His prescription is to try sneak in a few rate hikes while it is still possible to create a buffer. Market monetarists say this is profoundly ill-advised, and may instead bring about exactly what he fears.

A President Hillary Clinton could and certainly would flood the economy with fiscal stimulus if need be. Yet this takes time. There are few ‘shovel-ready’ projects, and Washington is a fractious place. She may face a hostile House. The monetary crunch would have crystallized long before anything fiscal could be done.

The world will not end if premature tightening pushes the US into recession next year. But why court fate?
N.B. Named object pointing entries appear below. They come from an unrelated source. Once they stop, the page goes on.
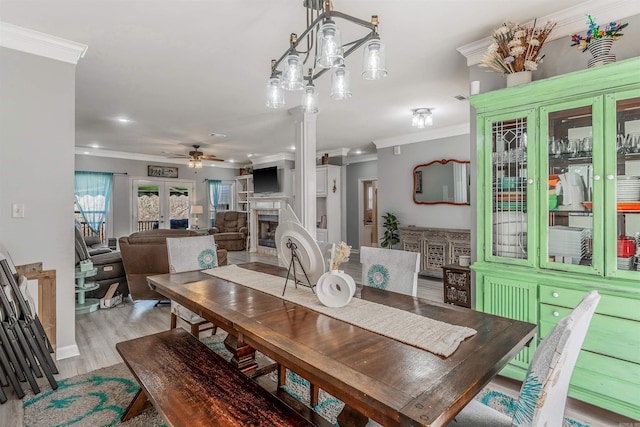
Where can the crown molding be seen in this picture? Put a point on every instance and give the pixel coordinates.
(148, 158)
(336, 152)
(568, 21)
(428, 135)
(36, 43)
$587 Billion Deficit for 2016

The fiscal year for 2016 ran from October 1, 2015 – September 30, 2016. According to the Treasury Department statement of receipts and outlays, the government had:

  • $3.267 trillion in tax revenue
  • $3.584 trillion in outlays
  • $587 billion deficit

Receipts came from several sources:

Individual Income Taxes: $1.546 trillion
Social Security and Other Payroll Taxes: $1.115 trillion
Other Taxes and Duties: $306 Billion
Corporate Income Taxes:$300 Billion

Outlays were comprised of several groups:

Social Security $916 Billion
Defense: $595 Billion
Medicare: $595 Billion
Interest on Debt: $241 Billion
Other: $1,507 Billion

You can view the entire report here

Obamacare Enrollment Could SHRINK This Year

From Bloomberg:

“A growing number of people in Obamacare are finding out their health insurance plans will disappear from the program next year, forcing them to find new coverage even as options shrink and prices rise.
At least 1.4 million people in 32 states will lose the Obamacare plan they have now, according to state officials contacted by Bloomberg. That’s largely caused by Aetna Inc., UnitedHealth Group Inc. and some state or regional insurers quitting the law’s markets for individual coverage.
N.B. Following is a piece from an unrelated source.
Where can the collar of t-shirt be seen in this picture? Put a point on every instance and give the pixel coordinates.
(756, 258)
Sign-ups for Obamacare coverage begin next month. Fallout from the quitting insurers has emerged as the latest threat to the law, which is also a major focal point in the U.S. presidential election. While it’s not clear what all the consequences of the departing insurers will be, interviews with regulators and insurance customers suggest that plans will be fewer and more expensive, and may not include the same doctors and hospitals.
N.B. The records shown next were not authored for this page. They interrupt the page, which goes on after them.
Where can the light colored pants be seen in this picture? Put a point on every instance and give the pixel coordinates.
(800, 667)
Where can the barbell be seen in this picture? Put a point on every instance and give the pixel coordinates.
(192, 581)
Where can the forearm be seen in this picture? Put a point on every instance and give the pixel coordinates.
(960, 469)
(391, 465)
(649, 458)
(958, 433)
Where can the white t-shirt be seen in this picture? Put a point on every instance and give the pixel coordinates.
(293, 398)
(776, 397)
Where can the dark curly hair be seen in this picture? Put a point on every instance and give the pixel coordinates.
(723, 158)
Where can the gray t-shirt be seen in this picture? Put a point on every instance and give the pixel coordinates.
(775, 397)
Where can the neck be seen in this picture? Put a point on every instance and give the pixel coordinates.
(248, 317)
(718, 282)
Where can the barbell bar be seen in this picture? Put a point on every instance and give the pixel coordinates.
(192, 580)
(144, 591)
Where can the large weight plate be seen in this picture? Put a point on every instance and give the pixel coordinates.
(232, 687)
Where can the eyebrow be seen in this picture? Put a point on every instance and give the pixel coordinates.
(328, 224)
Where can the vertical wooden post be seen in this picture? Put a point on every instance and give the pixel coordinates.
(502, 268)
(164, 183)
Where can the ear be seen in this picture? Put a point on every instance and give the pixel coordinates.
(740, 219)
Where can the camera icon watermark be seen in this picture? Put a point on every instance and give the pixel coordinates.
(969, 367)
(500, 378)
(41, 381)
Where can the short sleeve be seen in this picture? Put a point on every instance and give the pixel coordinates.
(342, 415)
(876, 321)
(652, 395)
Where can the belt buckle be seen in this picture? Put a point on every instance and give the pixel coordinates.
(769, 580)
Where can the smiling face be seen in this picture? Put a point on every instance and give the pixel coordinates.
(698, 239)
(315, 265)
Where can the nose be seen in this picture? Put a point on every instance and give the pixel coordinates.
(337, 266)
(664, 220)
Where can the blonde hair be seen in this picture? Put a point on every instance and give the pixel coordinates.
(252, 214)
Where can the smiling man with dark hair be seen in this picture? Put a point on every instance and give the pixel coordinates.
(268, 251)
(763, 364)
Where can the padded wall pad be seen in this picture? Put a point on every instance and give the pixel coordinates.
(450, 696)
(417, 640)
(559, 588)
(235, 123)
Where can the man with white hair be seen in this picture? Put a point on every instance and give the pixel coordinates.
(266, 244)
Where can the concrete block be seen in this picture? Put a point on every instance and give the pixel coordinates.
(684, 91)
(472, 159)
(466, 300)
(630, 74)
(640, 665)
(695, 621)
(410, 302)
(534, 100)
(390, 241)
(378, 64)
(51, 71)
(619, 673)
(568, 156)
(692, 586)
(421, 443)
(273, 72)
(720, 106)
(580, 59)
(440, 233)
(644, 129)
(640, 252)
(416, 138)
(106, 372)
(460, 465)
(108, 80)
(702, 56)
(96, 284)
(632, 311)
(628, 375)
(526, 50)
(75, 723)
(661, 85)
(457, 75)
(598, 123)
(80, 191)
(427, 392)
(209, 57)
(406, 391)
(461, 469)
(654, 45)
It may also mean that instead of growing in 2017, Obamacare could shrink. As of March 31, the law covered 11.1 million people; an Oct. 13 S&P Global Ratings report predicted that enrollment next year will range from an 8 percent decline to a 4 percent gain.

To see Obamacare enrollment shrink this coming year would be another devastating blow to the already fiscally precarious situation. Enrollment is not nearly what was predicted in 2010 when the law passed — and the program needs — to stay afloat. Obamacare is certain to receive an overhaul next year, but what kind of reform will depend largely on who is in charge of the White House and Congress.

Job Creation Lower, Unemployment Inches Up

Nonfarm payrolls increased 156,000 for the month and the unemployment rate ticked up to 5 percent, the Bureau of Labor Statistics reported Friday. Economists surveyed by Reuters had expected 176,000 new jobs and the jobless rate to hold at 4.9 percent. The total was a decline from the upwardly revised 167,000 jobs in August (compared with the original number of 151,000).

A broad measure of unemployment and underemployment was 9.7% last month, holding steady from August and July but down from 10% a year earlier. The gauge known as the U-6 includes unemployed Americans, workers who are stuck in part-time jobs because they can’t find full-time work, and people who are marginally attached to the labor force.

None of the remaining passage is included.